Résumé de la matière
Il a été donné à l’homme
— un double sens, intérieur et extérieur, de l’es prit et de la chair,
— un double mouvement, impératif dans la volonté et exécutif dans le corps,
— un double bien, visible et invisible,
— un double précepte, de nature et de discipline. Le précepte de nature était : Croissez et multipliez ; le précepte de discipline était : Ne mangez pas de l’arbre de la science du bien et du mal.

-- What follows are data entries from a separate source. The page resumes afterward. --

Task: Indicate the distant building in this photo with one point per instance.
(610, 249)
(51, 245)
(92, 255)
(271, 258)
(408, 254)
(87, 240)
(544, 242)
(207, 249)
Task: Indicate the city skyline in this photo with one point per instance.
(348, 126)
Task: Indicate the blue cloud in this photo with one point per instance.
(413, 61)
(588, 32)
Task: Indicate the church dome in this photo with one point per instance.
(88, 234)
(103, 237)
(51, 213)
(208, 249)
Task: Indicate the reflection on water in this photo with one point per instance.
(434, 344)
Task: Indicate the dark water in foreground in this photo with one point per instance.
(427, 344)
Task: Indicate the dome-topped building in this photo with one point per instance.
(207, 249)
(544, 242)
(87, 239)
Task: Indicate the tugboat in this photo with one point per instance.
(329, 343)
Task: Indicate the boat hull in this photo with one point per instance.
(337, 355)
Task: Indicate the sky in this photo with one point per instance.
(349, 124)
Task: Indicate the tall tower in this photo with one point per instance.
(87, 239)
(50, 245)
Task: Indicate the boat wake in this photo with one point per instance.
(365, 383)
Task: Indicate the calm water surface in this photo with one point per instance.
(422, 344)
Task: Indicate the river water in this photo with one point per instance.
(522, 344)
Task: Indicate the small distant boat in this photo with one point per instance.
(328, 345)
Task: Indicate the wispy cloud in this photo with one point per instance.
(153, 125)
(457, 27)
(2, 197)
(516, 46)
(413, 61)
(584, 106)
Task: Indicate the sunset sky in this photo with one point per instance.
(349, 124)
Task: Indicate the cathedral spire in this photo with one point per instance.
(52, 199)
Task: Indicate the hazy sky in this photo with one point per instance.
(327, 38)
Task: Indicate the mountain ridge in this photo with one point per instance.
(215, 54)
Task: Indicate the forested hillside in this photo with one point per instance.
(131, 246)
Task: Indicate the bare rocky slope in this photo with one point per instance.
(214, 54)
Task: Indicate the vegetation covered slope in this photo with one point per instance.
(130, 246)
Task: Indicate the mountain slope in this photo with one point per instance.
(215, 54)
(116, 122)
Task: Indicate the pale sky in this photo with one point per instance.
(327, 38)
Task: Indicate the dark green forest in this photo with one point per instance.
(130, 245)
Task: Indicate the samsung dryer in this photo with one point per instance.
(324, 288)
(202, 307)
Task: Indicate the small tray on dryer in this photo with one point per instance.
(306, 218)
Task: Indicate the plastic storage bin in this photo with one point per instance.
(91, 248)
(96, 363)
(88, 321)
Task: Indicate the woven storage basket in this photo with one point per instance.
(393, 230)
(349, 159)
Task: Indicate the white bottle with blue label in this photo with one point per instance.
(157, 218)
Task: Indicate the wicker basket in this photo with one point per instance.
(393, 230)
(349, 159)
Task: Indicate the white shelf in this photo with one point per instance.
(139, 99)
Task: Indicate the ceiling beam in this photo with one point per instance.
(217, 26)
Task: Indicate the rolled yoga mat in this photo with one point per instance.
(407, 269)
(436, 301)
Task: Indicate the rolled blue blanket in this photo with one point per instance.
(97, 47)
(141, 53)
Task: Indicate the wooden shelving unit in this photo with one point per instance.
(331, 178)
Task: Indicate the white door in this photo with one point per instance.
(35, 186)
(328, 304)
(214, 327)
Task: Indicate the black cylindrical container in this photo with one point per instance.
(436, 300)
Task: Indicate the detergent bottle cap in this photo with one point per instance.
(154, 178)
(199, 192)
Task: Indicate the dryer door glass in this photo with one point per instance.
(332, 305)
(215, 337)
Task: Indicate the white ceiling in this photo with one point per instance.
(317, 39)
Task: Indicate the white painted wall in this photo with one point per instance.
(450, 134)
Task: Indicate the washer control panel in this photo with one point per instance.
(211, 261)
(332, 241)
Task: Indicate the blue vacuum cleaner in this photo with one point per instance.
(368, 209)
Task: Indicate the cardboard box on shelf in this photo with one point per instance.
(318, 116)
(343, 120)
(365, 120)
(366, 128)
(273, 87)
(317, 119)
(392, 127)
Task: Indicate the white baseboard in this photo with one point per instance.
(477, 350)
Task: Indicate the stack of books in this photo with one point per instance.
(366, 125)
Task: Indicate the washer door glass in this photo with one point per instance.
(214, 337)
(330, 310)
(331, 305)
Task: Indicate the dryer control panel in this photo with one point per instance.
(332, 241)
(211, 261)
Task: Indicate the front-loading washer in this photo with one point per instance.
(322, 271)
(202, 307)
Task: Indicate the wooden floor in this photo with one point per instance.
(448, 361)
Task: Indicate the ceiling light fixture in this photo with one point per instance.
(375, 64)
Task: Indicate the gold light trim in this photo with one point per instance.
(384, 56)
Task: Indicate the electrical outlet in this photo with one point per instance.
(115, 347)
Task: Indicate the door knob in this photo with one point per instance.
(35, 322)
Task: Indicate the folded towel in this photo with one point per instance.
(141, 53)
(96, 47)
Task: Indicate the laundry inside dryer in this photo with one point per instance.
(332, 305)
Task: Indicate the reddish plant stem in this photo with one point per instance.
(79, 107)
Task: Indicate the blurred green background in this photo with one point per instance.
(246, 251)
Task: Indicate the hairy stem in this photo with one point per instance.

Selon quoi, il a été donné à l’homme une aide quadruple, la science, la conscience, la syndérèse et la grâce qu’il possédait en suffisance pour demeurer dans le bien et par là avancer, et pour éviter le mal et éviter d’y tomber.
Explication
Le premier principe a fait ce mode sensible pour se manifester lui-même, c’est-à-dire que par ce monde, comme par un miroir et un vestige, l’homme doit remonter à Dieu créateur qu’il doit aimer et louer. Selon quoi, il y a deux livres, l’un écrit intérieurement qui est l’art et la sagesse éternelle de Dieu, l’autre écrit au-dehors, le monde sensible. Donc, puisqu’il existait une créature douée de sens interne pour connaître le livre intérieur, c’était l’ange, et qu’il existait une autre créature douée du sens extérieur, c’était chaque animal, la perfection de l’univers de mandait qu’il existât une créature douée de ce double sens pour connaître le livre écrit à l’intérieur et au-dehors, c’est-à-dire la sagesse et son oeuvre. Et parce que dans le Christ se trouve réunies la sagesse éternelle et son oeuvre en une seule personne, il est appelé le livre écrit au-dedans et au-dehors pour le salut du monde.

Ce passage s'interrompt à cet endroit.